Students aren’t exactly notorious for their cleanliness. It’s a fact jumped on by landlords, as they fear for the state of the carpets each time they let out a property to a group of scruffy undergrads. Hence the relatively large deposits and the forty-seven page cleaning manual doled out to many tenants at the end of summer term. They’re just worried they’ll have to rehouse all those traffic cones you brought home after nights out all year, or pay for a professional cleaner to get rid of all the kebab mould from the kitchen. Fair enough.
The requirements set out by your landlord in order to return your deposit may seem tantalisingly obscure, but in reality, you needn’t worry too much. Minimise the possibility of any clashes by being sensible and logical when leaving your student home.
- Put everything they provided you with in the places that they were in on moving in day. That means the Henry vacuum you haven’t used all year and is being used as a bedside table in your room needs to be put back in the utility cupboard. That way, the landlord won’t think you’ve stolen the entire cutlery collection and charge you for it, when in fact it’s all there underneath your bed.

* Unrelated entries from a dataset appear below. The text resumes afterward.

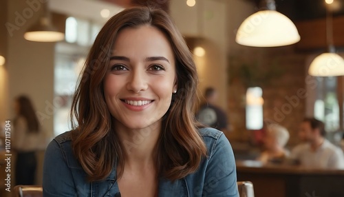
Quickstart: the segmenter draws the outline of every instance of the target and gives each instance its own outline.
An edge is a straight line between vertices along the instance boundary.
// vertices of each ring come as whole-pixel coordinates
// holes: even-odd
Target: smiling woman
[[[111,18],[75,92],[78,125],[45,152],[44,196],[238,196],[227,138],[195,120],[197,82],[164,11],[137,7]]]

- Double check what they expect to be left in the house. This means examining the inventory you should have been given. It can be pretty easy to quickly become attached to certain household items (tin openers that miraculously work, for example), so unless you’re 100% certain that that kettle is yours, you’d be better off cross-referencing the inventory with everything you’re stowing away in the moving van.
- Take photos of the house right before you leave. Not necessarily for nostalgic reasons, though I’m sure in twenty years’ time you’ll get a great laugh out of looking at the shower you used to use. Rather, these photographs or recordings will provide you with some kind of proof of how you left the house. If there are any disputes over cleanliness or missing items, then you will be able to consult these pictures.
Although it may seem like a mammoth task to polish your student digs up into pristine condition, making sure you put a little extra elbow grease in may be the difference between getting your deposit back and being forced to beg your parents for Efe’s money. Also as your deposit should be protected by the Deposit Protection Scheme, any really serious disputes can be taken to them. Happy scrubbing!